The Government Can’t Keep Its Promises” – America’s Egalitarian Crisis
"It’s been said that Democracy is the worst form of government except all those other forms that have been tried from time to time.”
Winston Churchill
“We’re busted baby! Who’ll foot the bill for aging populations.”
Terry Jones, Investor’s Business Daily, 7-1-2019
At a 2016 Beaver Creek, Colorado firm retreat, keynote speaker Brian Wesbury, 1st Trust Portfolios’ Chief Economist and a highly regarded market analyst, was asked “…what can our clients expect from Social Security, Medicare, or Medicaid in retirement?” Brian’s response: “The government won’t keep its promises. I tell my own kids not to rely on social programs. Period.”
What’s your expectation? Who is your key financial and social benefits partner? Based on the taxes you pay, it’s probably various government safety net programs. In 2018, a family with $150,000 taxable income would have a total IRS tax burden (income tax employer+employee FICA1 taxes) of @$47,000. Yet Social Security and Medicare, as well as Medicaid, may very likely not be unable to meet their future obligations:
The chart above reflects 2010 liabilities - as of 2018, Social Security liabilities are estimated to be of @$17T, and Medicare @$28T2. This is Washington’s hidden “entitlement secret.” For all Americans it is a full-blown egalitarian crisis.
How did we get here? The 19th century industrial and urban revolutions, which moved masses of Americans into unregulated factories and over-crowded cities, eventually spurred the creation of a social safety net – first railroad pensions leading to FDR’s 1939 Social Security Act and urban health programs which eventually created LBJ’s 1965 Medicare. Programs inspired by noble intentions.
However, public policy leaders from both sides of the isle, as well as the finance profession in general, all avoid or defer honest discussion of the under-funding problem. Some even propose larger entitlement programs.
All generations are impacted. Social Security represents @40% of elderly income, yet its trust fund is expected to be depleted by @2035-40 – payroll taxes will then cover only 79% of scheduled payments from 2034 and beyond.3 Younger generations may expect little or no benefits yet may be unaware that they will be on the hook for these liabilities after their parents and grandparents have passed on.
How to plan? We believe you and your advisors must be proactive. First, discuss these issues with your family and your advisors. Second, expect some reform measures: higher payroll taxes; expect normal retirement age to be shifted from the present ages 62-70 to 70-75; expect benefits to be limited for higher income and net worth retirees. Third, start as early as possible to create secure private retirement and medical fund reserves, ideally plans where investment principal can be accessed for medical costs not covered by government programs.
In summary, start early, get younger generations aware and involved, and be proactive to make your family as free as possible from entitlement dependence.
Other Nations’ “Fixes” to Pensions & Social Security4
Falling birthrates and generational changes (“demographics”) across the globe are the primary contributors to the public pension crisis – shrinking younger generations to support the largest older generation in history.
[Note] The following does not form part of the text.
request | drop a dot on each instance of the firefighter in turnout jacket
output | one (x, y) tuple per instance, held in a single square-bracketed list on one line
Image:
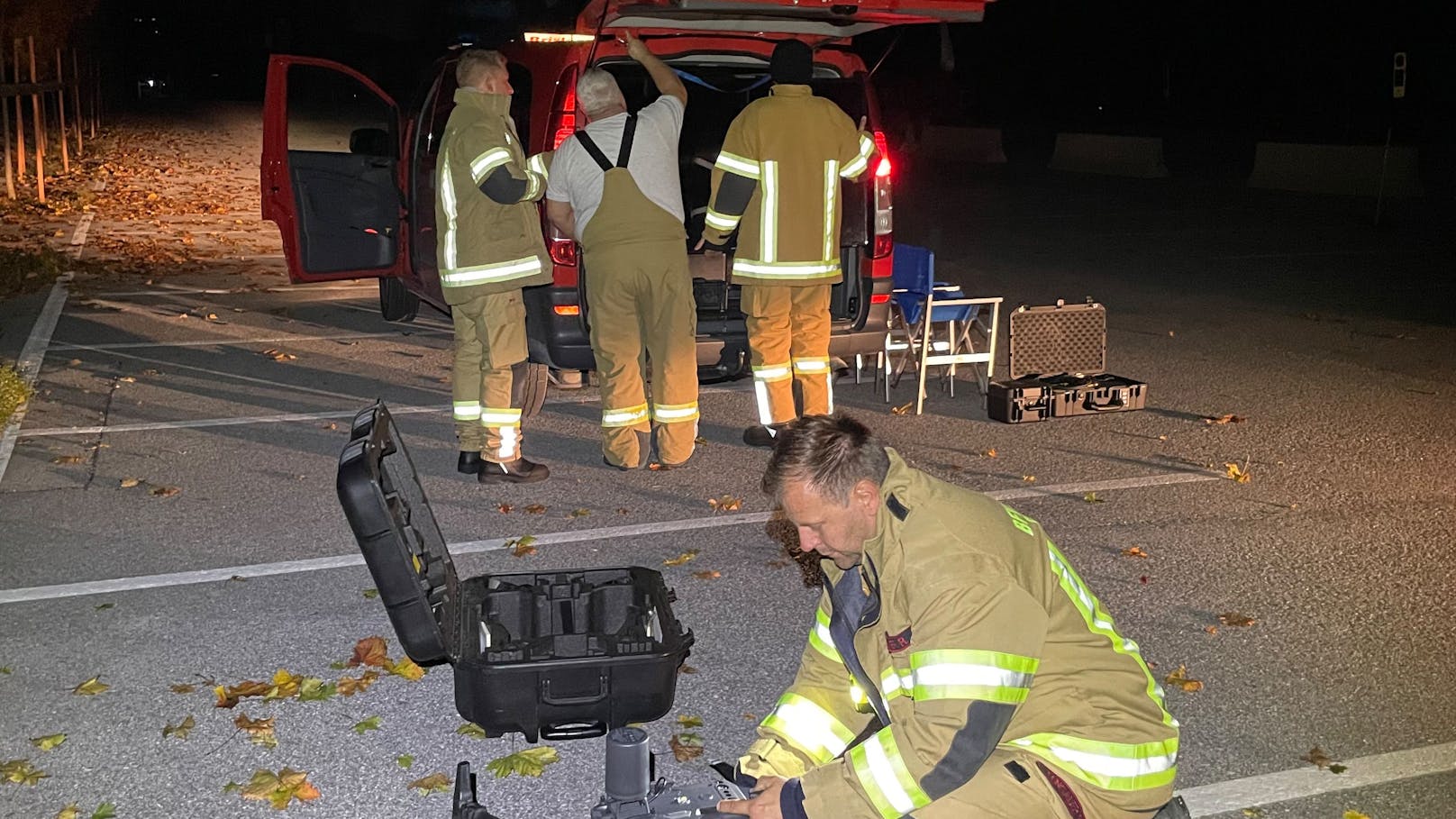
[(778, 184), (954, 642), (614, 186), (488, 247)]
To sustain “stable” populations, a culture’s fertility birthrate must be supported by 2.1 births/woman – in 1950 the United Nations reported a global fertility rate of 4.7, yet by 2017 that rate had fallen to 2.4. Developed nations are now well below replacement fertility: Europe (1.6), United States (1.9), Japan (1.4), and the developing and most populous nation China (1.6).
We see examples of how other countries are shifting to personal savings programs which include investment market (that is, stocks and bonds) to adjust the gaps in public pensions:
Netherlands: The Dutch system provides a public or state-sponsored $11,000 annual retirement income (@45% of total “basic” needs), with the remainder provided by mandatory private workplace savings (45%) and personal accounts (10%).
Finland: The Finn’s are moving “normal” retirement age from 59 to 65. Government, private sector business, and workers are cooperating to ensure their system’s solvency, and when in 2018 studies predicted declining population statistics as early as 2035 the three immediately responded by pledging fiscal support – “The faster we react, the more likely we can avoid ending up in a…situation in which the pension age is raised or benefits are cut.”
Australia: Aussies receive a government-financed “safety net” benefit, but the lion’s share of retirement income is provided by their “superannuation” system which requires workers to invest in private-sector funds – these funds now total more than $2 trillion for a population of just 25 million, or about the same as Southern California.
Sweden: The Swede’s began reforming their system in 1998 by capping outgoing benefits to expected contributions – a formula which then automatically adjusts to changes in income and population growth. In addition to this basic benefit, mandatory private savings accounts similar to the US “IRAs” or “individual retirement arrangements” then supplement future income needs.
Conclusion: Public pension reform appears doable when three efforts are in place:
First: Sustaining a publicly sponsored “basic safety net”.
Second: Mandatory privately funded investment-driven supplemental savings.
Third: Cooperation between government, private sector employers, and workers.